Screen Fatigue: The Real Deal or All in Your Head?

Screen fatigue, is it real or in your head

Have you been feeling more tired lately? or have you noticed temporarily blurry vision while working remotely?

If so, there’s a chance that you’ve been suffering from screen fatigue. With so many of us working remotely these days, it’s not surprising that our screens are getting more and more present in our lives and our day-to-day needs. 

But is all this screen time taking a toll on our health? Let’s take a closer look at the phenomenon and see if there’s any truth to the rumours.

In this blog, we will explain how being on computer screens the whole day could affect your health if you don’t do this: 

First, let's explain two elements

What is Screen Fatigue?

It is a condition that can cause feelings of heaviness, irritability, and general fatigue when using screens for extended periods. 

The condition is also sometimes referred to as “digital eye strain.” While the symptoms of screen fatigue are real, the jury is still out on what exactly causes them. 

A few theories are floating around about what might be behind that cause. One possibility is that exposure to blue light emitted by screens messes with our natural sleep cycles, making it harder to fall asleep at night. 

Another possibility is that staring at screens for long periods leads to dry eyes, which can irritate especially if you were contact lenses. In that case, blurry vision will happen. 

Rest assured, eye fatigue does not necessarily always come from a screen or blue light exposure. During concentration, you lose focus; it irritates and increases your eyesight, causing eye irritation.

This could be even more true if you are hosting a webinar and it requires you to be in front of a screen for hours! 

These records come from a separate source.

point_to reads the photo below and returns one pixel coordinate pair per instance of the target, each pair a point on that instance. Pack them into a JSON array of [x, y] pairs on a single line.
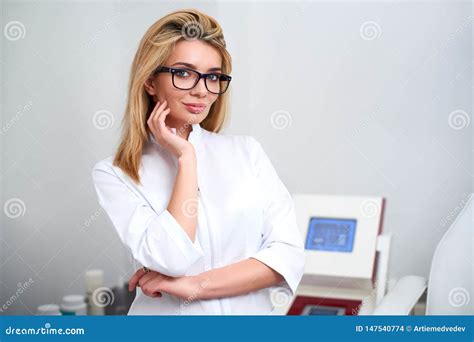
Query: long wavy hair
[[154, 49]]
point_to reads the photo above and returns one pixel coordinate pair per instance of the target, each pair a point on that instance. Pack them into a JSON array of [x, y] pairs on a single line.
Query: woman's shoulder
[[105, 165], [239, 141]]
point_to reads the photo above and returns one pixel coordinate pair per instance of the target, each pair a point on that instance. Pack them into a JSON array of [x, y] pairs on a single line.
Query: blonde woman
[[204, 214]]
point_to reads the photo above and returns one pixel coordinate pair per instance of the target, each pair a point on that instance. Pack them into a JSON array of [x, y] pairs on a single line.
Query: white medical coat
[[244, 211]]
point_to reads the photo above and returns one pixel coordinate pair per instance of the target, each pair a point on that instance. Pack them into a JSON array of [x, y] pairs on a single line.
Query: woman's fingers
[[152, 287], [150, 120], [134, 280], [159, 115]]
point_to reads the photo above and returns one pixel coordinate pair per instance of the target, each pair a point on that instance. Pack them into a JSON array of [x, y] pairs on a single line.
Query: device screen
[[331, 234]]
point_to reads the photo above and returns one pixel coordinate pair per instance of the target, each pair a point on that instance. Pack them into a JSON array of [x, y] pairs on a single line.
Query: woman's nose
[[200, 88]]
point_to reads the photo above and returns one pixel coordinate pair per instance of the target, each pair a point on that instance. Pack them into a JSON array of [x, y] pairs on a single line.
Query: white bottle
[[73, 305], [48, 310], [94, 280]]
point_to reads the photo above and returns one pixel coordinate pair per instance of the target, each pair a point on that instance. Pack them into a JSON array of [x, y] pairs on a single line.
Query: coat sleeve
[[156, 240], [282, 247]]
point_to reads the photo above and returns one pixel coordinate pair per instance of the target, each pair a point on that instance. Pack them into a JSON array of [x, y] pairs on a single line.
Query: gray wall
[[354, 98]]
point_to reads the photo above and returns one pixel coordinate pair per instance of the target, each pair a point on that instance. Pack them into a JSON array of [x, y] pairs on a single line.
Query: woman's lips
[[195, 109]]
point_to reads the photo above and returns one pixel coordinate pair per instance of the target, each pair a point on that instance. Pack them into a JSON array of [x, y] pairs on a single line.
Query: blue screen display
[[331, 234]]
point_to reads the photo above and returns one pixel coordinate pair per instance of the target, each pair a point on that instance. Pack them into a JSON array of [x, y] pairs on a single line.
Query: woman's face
[[191, 54]]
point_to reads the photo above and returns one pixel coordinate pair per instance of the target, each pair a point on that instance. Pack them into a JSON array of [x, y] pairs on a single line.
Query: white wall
[[368, 117]]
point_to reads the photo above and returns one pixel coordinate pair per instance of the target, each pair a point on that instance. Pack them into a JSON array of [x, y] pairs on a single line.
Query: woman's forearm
[[183, 201], [236, 279]]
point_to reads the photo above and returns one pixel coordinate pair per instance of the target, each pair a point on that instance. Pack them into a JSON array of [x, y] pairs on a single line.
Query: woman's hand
[[175, 144], [154, 283]]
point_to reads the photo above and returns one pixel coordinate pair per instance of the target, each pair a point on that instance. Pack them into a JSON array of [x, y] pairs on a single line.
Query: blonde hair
[[154, 49]]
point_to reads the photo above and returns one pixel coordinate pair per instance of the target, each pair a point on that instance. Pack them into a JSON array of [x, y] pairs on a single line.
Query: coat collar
[[194, 136]]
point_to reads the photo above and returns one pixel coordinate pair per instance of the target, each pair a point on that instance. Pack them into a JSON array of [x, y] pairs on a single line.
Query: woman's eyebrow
[[194, 67]]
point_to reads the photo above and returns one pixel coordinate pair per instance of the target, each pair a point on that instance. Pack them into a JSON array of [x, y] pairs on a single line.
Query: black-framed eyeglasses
[[185, 79]]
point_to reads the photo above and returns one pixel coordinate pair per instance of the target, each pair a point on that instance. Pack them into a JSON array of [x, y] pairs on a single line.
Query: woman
[[204, 214]]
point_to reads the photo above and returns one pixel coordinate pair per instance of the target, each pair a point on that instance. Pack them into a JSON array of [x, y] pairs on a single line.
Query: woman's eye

Whatever the cause, there’s no denying that screen fatigue is a real phenomenon. It could be your increased screen time if you’ve been feeling extra exhausted lately. 


What is blue light?

Blue light is a light that has a shorter wavelength and higher frequency than other types of visible light. It is emitted by screens and other electronic devices, and some scientists believe that it can interfere with our natural sleep cycles. 

Some experts recommend using a blue light blocker app or screen protector to reduce our exposure to blue light.

Research shows that “blue light can affect your sleep and potentially cause disease.” Source:

Fluorescent and LED lights produce blue light too. Almost all colours on our observable light spectrum differ from wavelength to energy level. Blue light is more powerful than any other light.

Now let's dive in.

Let's Dive In

How to Prevent Screen Fatigue in a few simple tips

There are a few things you can do to prevent or reduce the symptoms of screen fatigue. 


Make sure to take frequent breaks often when working on a computer or other digital devices with a light-emitting diode. The general rule is every 20 minutes or so, look away from your screen and focus on something else in the room for at least 20 seconds.

This will help reduce eye strain and give your brain a much-needed break. 

Too much screen time can lead to “computer vision syndrome.” This temporary condition causes eye strain, irritated eyes, headaches, and blurred vision. It’s usually caused by staring at a computer screen for long periods. 

The symptoms usually go away after you take a break from the screen.


Invest in a pair of blue light glasses, also known as “computer glasses,” which block out some of the harmful blue light emitted by screens to human eyes. 

Blue light or “computer glasses” won’t eliminate screen fatigue or cancel the light completely but they may help reduce the symptoms somewhat. 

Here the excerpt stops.